Currently, a simple abdominal ultrasound or measurement of the aorta with a scanner can detect patients at risk of aneurysm rupture. Beyond 5 cm for women and 5.5 cm for men, surgery is usually recommended. But operations have their own risks, so researchers want to refine screening to provide the most appropriate treatments for patients who really need surgery.
To avoid rupturing the small balloon formed by the abdominal aortic aneurysm, two treatment options exist: open surgery to replace the diseased section or endovascular grafting, in which a catheter is inserted in the groin to deliver a stent-graft through the blood vessels to the aneurysm. This option is less invasive, but in some patients, the morphology of the aneurysm is not suited to this kind of treatment. Using scanner images, Soulez’s research provides three-dimensional images of all components of the aneurysm, i.e., the light, the thrombus or clot, the wall, and the calcification. ‘The grid is used to establish growth profiles of the aneurysm. We are now working to create simulations to better predict the risk of rupture, adding biomechanical properties such as tissue elasticity and connectivity at each pixel of the grid,’ he explained.
Currently, the operation is performed using static images taken by a scanner before the procedure. The procedure itself is done under fluoroscopy by injecting dye into the vessels to be treated. ‘The image produced by X-ray shows the dye in the vessels and the stent being inserted, but not the wall.
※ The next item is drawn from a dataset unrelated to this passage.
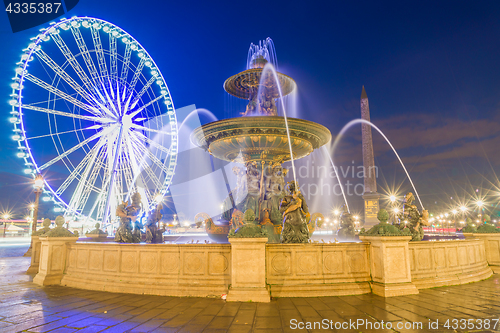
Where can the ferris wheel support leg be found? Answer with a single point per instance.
(112, 178)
This approach requires a lot of dye, which can be toxic for the patient if used in excessive amounts,’ said the radiologist.
It’s thanks to a grant from the Canadian Institutes of Health Research (CIHR), in partnership with Siemens, that Dr. Soulez’s laboratory has been able to develop this approach that combines all available data. ‘We superimpose the images, and this helps to visualize the area to be treated. But in reality, the tools we introduce into the body during the procedure deform the organs. We are testing at the CHUM and in Halifax right now a new approach that uses a computer to automatically recognize the tools introduced into the body and correct the deformities they cause,’ he said. ‘We hope this simulation-operation model will improve the accuracy of the procedure.’